Question
Events Expert Corp. is planning to acquire a new participant tracking system for a cost of $108,000. Management has already paid a consultant firm of
Events Expert Corp. is planning to acquire a new participant tracking system for a cost of $108,000. Management has already paid a consultant firm of $15,000 to recommend the best tender option out of all the possible options. The delivery and installation costs are expected to be $1,900 and $400, respectively. The monthly fees associated with the system is $960, while the annual maintenance fee is $680. Financing costs are $3,000 per year. The new system will depreciate using an 3-year MACRS schedule, provided below. The tracking system is expected to stay relevant and useful for 5 years. The management team expects this new system to be non-transferrable at the end of the project life, but the tender company will return the deposit fee of $3,000 that was paid during the purchase of the system.
Year | 3-year MACRS |
1 | 33.33% |
2 | 44.45% |
3 | 14.81% |
4 | 7.41% |
Events Expert Corp expects the acquisition to reduce costs of each event by $4,800, and they usually have around 6 events per year. This is because they will be able to reduce the number of staff hired to control each event. It will also keep the company up-to-date in terms of the available technology among event management peers, and be able to get contracts for three additional events per year, which could increase revenues by $64,000. The tender company will provide three training sessions at an additional cost of $2,000 each, and all full-time event managers must attend before the system is used. The marginal tax rate is 20%.
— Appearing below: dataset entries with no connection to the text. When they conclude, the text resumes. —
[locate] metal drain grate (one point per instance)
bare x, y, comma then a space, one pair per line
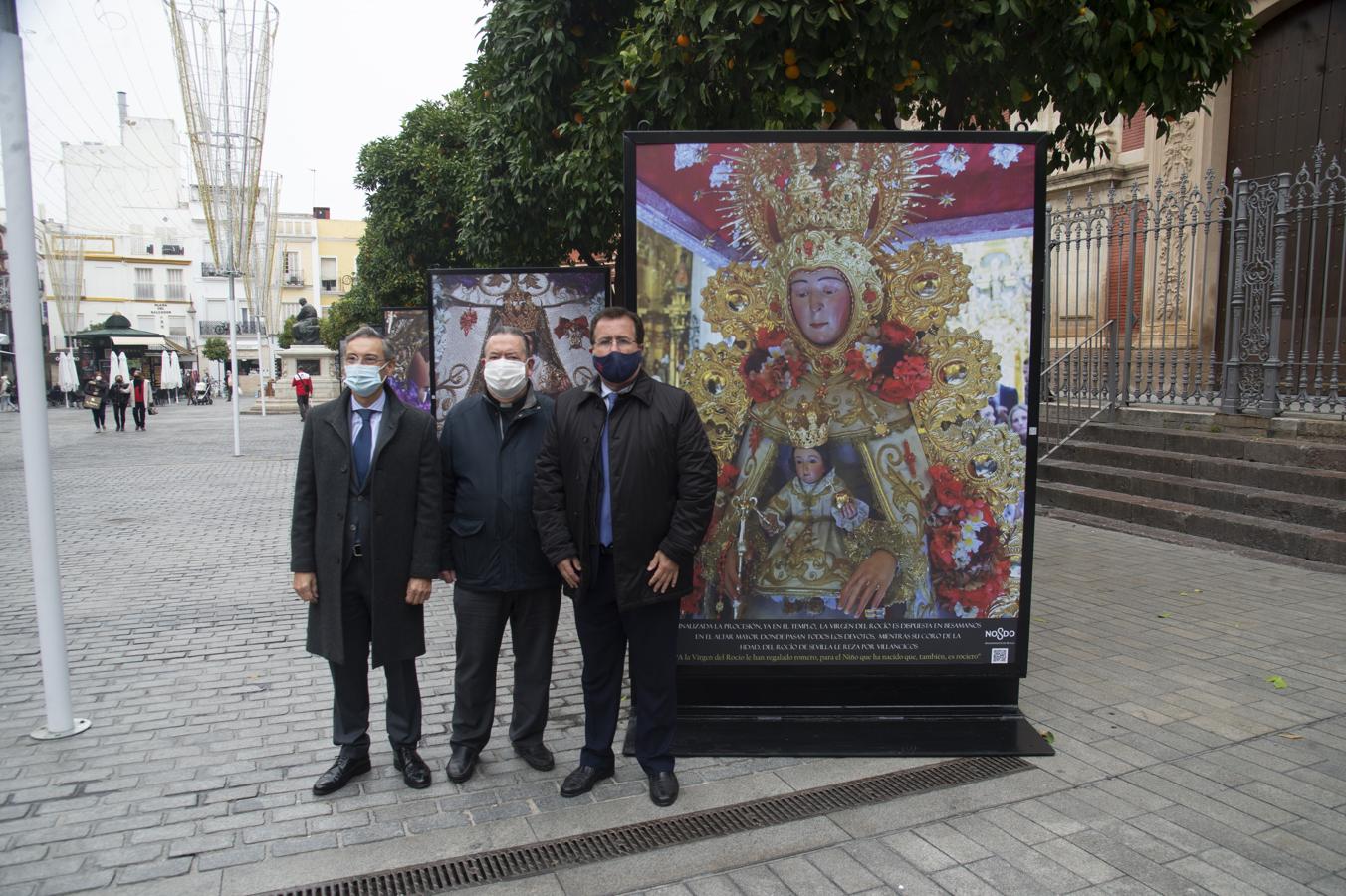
538, 858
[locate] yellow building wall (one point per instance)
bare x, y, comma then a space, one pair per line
339, 238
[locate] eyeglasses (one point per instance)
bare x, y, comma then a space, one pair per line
618, 341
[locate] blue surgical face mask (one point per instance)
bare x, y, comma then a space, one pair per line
363, 379
616, 367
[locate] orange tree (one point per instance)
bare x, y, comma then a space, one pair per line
559, 81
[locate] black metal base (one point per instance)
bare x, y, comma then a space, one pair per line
959, 735
859, 735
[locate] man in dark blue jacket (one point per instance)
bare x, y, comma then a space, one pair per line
493, 558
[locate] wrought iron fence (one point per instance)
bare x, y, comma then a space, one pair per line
1077, 387
1227, 298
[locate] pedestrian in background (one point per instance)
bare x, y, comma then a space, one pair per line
493, 558
96, 400
623, 494
365, 544
120, 394
138, 397
303, 385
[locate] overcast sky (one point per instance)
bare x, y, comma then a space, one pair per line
344, 73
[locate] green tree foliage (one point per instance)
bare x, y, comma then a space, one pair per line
347, 314
559, 81
215, 348
417, 184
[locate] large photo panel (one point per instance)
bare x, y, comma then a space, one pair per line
852, 315
406, 332
554, 306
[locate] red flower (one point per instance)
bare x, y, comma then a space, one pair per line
944, 540
909, 378
855, 364
895, 334
945, 487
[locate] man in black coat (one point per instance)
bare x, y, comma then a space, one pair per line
492, 555
365, 541
623, 494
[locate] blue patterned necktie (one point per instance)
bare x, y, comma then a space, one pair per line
604, 509
363, 441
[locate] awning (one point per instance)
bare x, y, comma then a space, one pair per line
149, 343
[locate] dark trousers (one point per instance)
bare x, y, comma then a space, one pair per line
604, 632
481, 626
350, 680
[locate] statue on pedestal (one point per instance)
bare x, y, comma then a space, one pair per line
306, 325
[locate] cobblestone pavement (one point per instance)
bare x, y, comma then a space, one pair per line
1180, 767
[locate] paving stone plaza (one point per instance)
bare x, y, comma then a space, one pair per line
1181, 769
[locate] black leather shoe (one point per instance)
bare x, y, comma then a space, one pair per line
413, 769
340, 774
462, 763
536, 755
662, 788
581, 781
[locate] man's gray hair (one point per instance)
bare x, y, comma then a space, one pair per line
369, 333
508, 330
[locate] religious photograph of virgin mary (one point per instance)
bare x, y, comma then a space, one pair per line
844, 313
554, 307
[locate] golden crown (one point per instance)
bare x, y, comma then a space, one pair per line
806, 425
777, 191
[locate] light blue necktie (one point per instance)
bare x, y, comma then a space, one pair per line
361, 448
604, 509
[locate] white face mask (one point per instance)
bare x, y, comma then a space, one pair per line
505, 378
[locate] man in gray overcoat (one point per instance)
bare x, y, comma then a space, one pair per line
365, 541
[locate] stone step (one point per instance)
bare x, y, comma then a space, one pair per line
1291, 452
1239, 498
1295, 540
1327, 483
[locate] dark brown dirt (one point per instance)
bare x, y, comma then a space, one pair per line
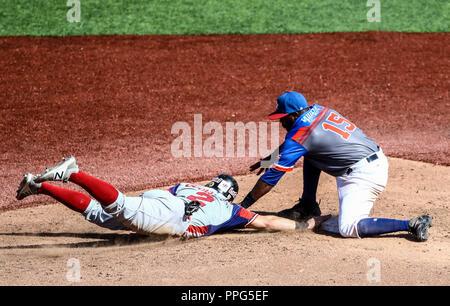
111, 100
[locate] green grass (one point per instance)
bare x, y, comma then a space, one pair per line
48, 17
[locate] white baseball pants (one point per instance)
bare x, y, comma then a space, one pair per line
358, 192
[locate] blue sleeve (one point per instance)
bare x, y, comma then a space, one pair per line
290, 153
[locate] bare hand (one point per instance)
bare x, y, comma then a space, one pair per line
315, 222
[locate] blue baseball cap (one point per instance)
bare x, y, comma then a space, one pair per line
289, 102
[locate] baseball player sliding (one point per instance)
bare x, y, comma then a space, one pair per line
331, 143
186, 210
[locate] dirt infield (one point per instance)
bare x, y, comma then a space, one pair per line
37, 243
112, 100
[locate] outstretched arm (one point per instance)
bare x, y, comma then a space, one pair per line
260, 189
275, 223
Currently Events Expert Corp has 20,000 zero coupon bonds with 10 years to maturity, that sold for 40% of the par value, 1,500,000 share of common stock, selling for $18 per share, with a beta of 1.3. Market risk premium is 6.50%, and the risk-free rate is 1.25%. The tracking system project is a little bit less risky than the companys usual projects, so an adjusted factor of -1.8% will be applied to the cost of capital.
Part a. Compute all cash flows for this capital budgeting project.
Part b. What is the NPV of the project and should the project be accepted or not?
Part c. Comment on the reliability your answer in part b. What three of the possible steps that corporations can take to reduce uncertainty of the capital budgeting decision?